ZFIN ID: ZDB-PUB-170201-8
Decellularized zebrafish cardiac extracellular matrix induces mammalian heart regeneration
Chen, W.C., Wang, Z., Missinato, M.A., Park, D.W., Long, D.W., Liu, H.J., Zeng, X., Yates, N.A., Kim, K., Wang, Y.
Date: 2016
Source: Science advances   2: e1600844 (Journal)
Registered Authors:
Keywords: Extracellular matrix, cardiac repair, cardiomyogenesis, decellularization, heart regeneration, ischemic heart disease, myocardial infarction, zebrafish
MeSH Terms:
  • Animals
  • Extracellular Matrix*/chemistry
  • Extracellular Matrix*/transplantation
  • Heart/physiology*
  • Humans
  • Mice
  • Mice, Inbred BALB C
  • Myocardial Ischemia*/metabolism
  • Myocardial Ischemia*/pathology
  • Myocardial Ischemia*/therapy
  • Myocardium/chemistry*
  • Myocytes, Cardiac/metabolism
  • Myocytes, Cardiac/pathology
  • Regeneration*
  • Zebrafish*
PubMed: 28138518 Full text @ Sci Adv
Heart attack is a global health problem that leads to significant morbidity, mortality, and health care burden. Adult human hearts have very limited regenerative capability after injury. However, evolutionarily primitive species generally have higher regenerative capacity than mammals. The extracellular matrix (ECM) may contribute to this difference. Mammalian cardiac ECM may not be optimally inductive for cardiac regeneration because of the fibrotic, instead of regenerative, responses in injured adult mammalian hearts. Given the high regenerative capacity of adult zebrafish hearts, we hypothesize that decellularized zebrafish cardiac ECM (zECM) made from normal or healing hearts can induce mammalian heart regeneration. Using zebrafish and mice as representative species of lower vertebrates and mammals, we show that a single administration of zECM, particularly the healing variety, enables cardiac functional recovery and regeneration of adult mouse heart tissues after acute myocardial infarction. zECM-treated groups exhibit proliferation of the remaining cardiomyocytes and multiple cardiac precursor cell populations and reactivation of ErbB2 expression in cardiomyocytes.

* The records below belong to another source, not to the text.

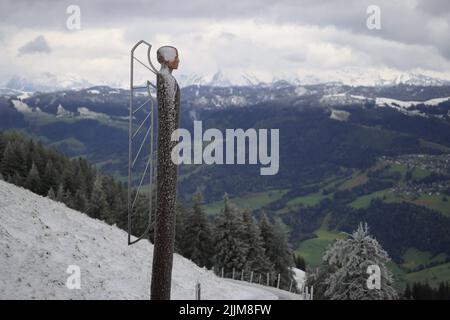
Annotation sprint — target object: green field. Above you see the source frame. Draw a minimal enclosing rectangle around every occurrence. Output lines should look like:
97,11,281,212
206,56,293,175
296,229,347,268
204,189,289,215
349,189,394,209
405,263,450,288
286,192,331,208
401,248,447,271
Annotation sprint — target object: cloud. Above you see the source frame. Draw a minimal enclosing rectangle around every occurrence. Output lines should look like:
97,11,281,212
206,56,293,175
0,1,449,86
17,35,51,56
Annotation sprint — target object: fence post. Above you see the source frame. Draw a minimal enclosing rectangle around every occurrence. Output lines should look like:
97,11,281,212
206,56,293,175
259,273,262,285
277,273,281,289
311,286,314,300
221,267,224,278
241,269,244,281
289,280,293,292
195,283,201,300
232,268,235,280
250,271,254,283
266,273,269,286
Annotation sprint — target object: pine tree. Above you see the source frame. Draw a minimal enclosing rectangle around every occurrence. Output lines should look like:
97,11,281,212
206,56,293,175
242,210,273,279
73,189,88,212
56,183,66,203
260,214,295,289
47,187,56,200
42,161,58,195
294,254,306,271
315,223,398,300
404,284,412,300
175,202,188,255
87,175,110,220
25,162,41,194
183,193,214,268
214,194,249,277
1,141,27,180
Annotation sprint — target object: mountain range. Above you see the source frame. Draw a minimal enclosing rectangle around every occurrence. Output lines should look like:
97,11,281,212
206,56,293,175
1,79,450,288
2,71,450,94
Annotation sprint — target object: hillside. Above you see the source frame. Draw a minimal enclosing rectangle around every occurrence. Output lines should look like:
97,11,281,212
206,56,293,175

Furthermore, zECM exhibits pro-proliferative and chemotactic effects on human cardiac precursor cell populations in vitro. These contribute to the structural preservation and correlate with significantly higher cardiac contractile function, notably less left ventricular dilatation, and substantially more elastic myocardium in zECM-treated hearts than control animals treated with saline or decellularized adult mouse cardiac ECM. Inhibition of ErbB2 activity abrogates beneficial effects of zECM administration, indicating the possible involvement of ErbB2 signaling in zECM-mediated regeneration. This study departs from conventional focuses on mammalian ECM and introduces a new approach for cardiac tissue regeneration.